You guys are all sooo lucky! Hunting was not part of growing up in urban Germany. I did my Hunter Training after leaving the army, but did not get a chance to really hunt (shot a roe deer from a high stand, not very exiting), until I moved to New Zealand. My first hunt was on Coppermine Creek, just north of Haast, on the West Coast of the South Island, and I was 40 years old! I was going in with Hans, a dutch immigrant and ultra keen hunter, his 12 year old son, and the son's best friend. West Coast gets 3000mm (120") of rain a year, and I swear we got most of it on the way in. It normally is a 90 minute walk in the riverbed to the Coppermine Creek hut from the last place you can drive to. Well, that day there was no way we could have walked the riverbed. We took a dim trail along the banks, crossing a lot of creeks that went to mid thigh for Hans and me, and to chest height for the boys, just handing the kids across. Well, in the hut much later that day, I thought: "No way are we going to get anything in this downpour!"

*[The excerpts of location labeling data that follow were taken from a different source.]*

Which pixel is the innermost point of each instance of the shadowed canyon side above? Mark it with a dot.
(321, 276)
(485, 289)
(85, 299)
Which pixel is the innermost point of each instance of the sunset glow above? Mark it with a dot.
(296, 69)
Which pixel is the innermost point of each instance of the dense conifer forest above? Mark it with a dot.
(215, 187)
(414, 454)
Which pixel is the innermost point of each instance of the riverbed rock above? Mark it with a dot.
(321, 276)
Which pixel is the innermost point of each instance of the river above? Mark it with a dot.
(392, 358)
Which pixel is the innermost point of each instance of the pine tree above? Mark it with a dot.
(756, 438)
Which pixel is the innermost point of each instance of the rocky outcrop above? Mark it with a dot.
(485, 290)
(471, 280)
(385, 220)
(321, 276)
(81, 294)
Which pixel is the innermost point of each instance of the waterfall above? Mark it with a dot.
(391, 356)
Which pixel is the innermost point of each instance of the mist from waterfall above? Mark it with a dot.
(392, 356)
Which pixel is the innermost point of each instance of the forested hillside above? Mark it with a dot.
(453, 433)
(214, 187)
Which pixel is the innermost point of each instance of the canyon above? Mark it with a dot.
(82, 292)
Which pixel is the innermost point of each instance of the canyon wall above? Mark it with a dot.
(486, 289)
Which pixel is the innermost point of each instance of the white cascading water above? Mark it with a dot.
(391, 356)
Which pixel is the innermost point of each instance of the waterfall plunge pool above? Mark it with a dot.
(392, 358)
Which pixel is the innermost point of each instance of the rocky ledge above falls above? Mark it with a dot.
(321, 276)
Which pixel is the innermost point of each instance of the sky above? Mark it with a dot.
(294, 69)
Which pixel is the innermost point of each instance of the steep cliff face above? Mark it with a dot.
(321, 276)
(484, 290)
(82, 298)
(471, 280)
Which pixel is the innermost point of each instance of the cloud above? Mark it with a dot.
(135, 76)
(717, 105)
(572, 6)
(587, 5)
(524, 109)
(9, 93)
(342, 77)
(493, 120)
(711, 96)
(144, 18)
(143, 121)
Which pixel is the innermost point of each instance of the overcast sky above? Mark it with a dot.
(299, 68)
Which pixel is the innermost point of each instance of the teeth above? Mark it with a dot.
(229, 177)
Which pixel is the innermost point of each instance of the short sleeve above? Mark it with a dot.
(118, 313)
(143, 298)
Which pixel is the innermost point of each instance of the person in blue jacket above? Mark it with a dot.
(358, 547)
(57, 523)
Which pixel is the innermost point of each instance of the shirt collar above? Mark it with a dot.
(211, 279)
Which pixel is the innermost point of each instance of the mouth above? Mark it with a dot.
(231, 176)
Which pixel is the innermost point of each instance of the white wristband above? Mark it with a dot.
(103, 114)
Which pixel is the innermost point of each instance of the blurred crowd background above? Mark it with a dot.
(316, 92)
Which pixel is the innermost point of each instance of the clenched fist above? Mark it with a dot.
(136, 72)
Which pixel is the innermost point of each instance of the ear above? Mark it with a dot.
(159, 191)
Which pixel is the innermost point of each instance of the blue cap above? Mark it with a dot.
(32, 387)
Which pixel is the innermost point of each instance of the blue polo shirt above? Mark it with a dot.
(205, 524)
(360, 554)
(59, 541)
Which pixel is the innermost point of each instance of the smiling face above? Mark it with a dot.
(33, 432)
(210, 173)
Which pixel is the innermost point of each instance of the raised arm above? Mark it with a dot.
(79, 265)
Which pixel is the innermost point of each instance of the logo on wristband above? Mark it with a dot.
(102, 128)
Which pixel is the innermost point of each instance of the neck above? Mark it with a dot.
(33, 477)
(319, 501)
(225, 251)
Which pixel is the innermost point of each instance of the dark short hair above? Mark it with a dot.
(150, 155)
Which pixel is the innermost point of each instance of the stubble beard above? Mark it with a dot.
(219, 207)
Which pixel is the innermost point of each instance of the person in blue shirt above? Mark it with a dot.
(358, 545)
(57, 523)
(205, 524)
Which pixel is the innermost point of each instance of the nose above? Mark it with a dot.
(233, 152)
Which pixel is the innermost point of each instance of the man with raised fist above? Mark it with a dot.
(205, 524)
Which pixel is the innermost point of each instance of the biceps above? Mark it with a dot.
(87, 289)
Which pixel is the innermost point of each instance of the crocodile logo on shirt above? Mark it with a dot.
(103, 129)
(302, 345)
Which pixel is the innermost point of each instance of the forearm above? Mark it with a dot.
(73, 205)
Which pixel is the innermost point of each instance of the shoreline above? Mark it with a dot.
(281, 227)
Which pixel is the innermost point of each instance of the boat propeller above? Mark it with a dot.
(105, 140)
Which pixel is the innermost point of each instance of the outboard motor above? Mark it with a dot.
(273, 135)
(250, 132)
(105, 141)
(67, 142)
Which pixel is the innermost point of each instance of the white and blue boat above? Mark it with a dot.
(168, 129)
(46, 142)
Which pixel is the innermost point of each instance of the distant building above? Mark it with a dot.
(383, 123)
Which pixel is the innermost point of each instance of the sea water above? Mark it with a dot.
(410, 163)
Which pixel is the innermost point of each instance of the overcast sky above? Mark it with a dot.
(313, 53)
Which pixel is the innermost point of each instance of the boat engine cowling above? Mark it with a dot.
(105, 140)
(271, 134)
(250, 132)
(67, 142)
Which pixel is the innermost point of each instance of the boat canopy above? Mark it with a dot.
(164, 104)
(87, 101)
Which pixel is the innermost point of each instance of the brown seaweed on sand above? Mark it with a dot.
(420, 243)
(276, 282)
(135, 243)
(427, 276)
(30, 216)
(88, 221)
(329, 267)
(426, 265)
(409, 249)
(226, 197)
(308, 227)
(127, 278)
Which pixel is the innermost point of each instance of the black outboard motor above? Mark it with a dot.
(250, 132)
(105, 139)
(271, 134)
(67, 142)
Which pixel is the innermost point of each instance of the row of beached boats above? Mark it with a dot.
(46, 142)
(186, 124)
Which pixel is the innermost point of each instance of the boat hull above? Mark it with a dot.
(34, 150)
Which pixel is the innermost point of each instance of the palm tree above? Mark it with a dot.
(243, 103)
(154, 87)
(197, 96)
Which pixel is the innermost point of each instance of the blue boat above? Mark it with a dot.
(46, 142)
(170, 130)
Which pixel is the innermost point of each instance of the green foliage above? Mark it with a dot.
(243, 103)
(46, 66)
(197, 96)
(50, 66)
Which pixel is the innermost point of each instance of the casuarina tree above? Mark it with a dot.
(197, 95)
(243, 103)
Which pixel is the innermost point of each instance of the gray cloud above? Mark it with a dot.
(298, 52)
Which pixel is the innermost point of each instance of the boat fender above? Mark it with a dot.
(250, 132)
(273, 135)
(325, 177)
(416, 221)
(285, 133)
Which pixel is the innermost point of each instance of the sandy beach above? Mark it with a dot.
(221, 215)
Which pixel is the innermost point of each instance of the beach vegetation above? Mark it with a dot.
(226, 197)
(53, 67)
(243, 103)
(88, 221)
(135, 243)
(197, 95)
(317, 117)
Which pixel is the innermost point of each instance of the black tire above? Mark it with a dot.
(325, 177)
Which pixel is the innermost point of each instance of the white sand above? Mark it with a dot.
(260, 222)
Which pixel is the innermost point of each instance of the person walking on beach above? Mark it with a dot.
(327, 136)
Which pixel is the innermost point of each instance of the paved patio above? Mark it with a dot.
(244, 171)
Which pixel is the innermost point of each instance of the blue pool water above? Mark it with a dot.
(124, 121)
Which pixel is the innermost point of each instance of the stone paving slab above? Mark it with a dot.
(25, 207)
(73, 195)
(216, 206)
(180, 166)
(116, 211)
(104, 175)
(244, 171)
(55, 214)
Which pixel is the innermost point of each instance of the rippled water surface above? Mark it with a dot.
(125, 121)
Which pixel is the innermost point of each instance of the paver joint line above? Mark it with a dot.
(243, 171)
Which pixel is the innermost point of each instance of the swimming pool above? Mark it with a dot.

Now, West Coast weather is as unpredictable as they come. The next morning was one of the most beautiful days I have ever seen, a brilliantly blue sky, a freshly washed forest, it was like the Dawn of Time itself. Hans took the boys along the river flats, and told me to hunt up the creek. Coppermine, like most West Coast creeks, is full of boulders from the size of a football to the size of a small car, with cold weather rain forest right to the banks. I had started at first light, and by 0900 was maybe 1.5km upstream from the hut, when a red deer hind stepped out about 90m upstream from me, followed by a female yearling. I was carrying Hans' oldest son's rifle, a 6.5x55mm Swedish Mauser restocked. The scene is engraved in my memory, playing as if in slow motion: The brilliant morning light, the birdsong in the forest, the two deer picking their way across the stream. I put the crosshairs onto the yearling's neck and fire. She goes down, the mother starts running, disappears from sight behind a boulder for a moment. I have a long internal debate, do I shoot her as well or not (it must have taken all of a second but feels like years). She comes out the other side, I decide to let her go, carrying one out is going to be tough enough. She disappears into the forest. Suddenly the yearling gets up and runs the other way, towards the treeline. Another eternal one second thought: "If she gets in there I will never find her again, it's too dense!" I shoot, know I've hit her again, she keeps going. I shoot again, am sure I was too high this time. She keeps going. 2m from the trees she falls down in a heap, stone dead. My ears are ringing, all the birds have shut up, only the river makes it's usual racket.
I have sat for a long time with that deer. When I gutted her, I found that the first shot hat missed the spine but severed the windpipe and one carotid. The second hit her going away, just behind the right ribs, traversing stomach, heart and lungs and exiting through the left shoulder. There was no trace of the third shot. After gutting her, I dragged her into the creek and thoroughly washed her insides, as the stomach had leaked. The meat afterwards was excellent, I must have gotten all the muck out. Carrying her out, though, was a big job. I had learned to make a backpack by threading the back legs through the front legs, but she must have weighed well in excess of 50kg even gutted and beheaded.
When I finally arrived back at the hut, I was amazed to realize that it was not even noon yet, and that Hans and the boys were still out. I felt like I had lived a lifetime.
I have hunted NZ and Australia since, and will keep hunting as long as I can, hopefully for many decades. I may have started late, but the bug has bitten deep. Oh, and BTW: I bought that rifle off Hans' son, later, and it is still my favorite hunting firearm - but that's a story for another day.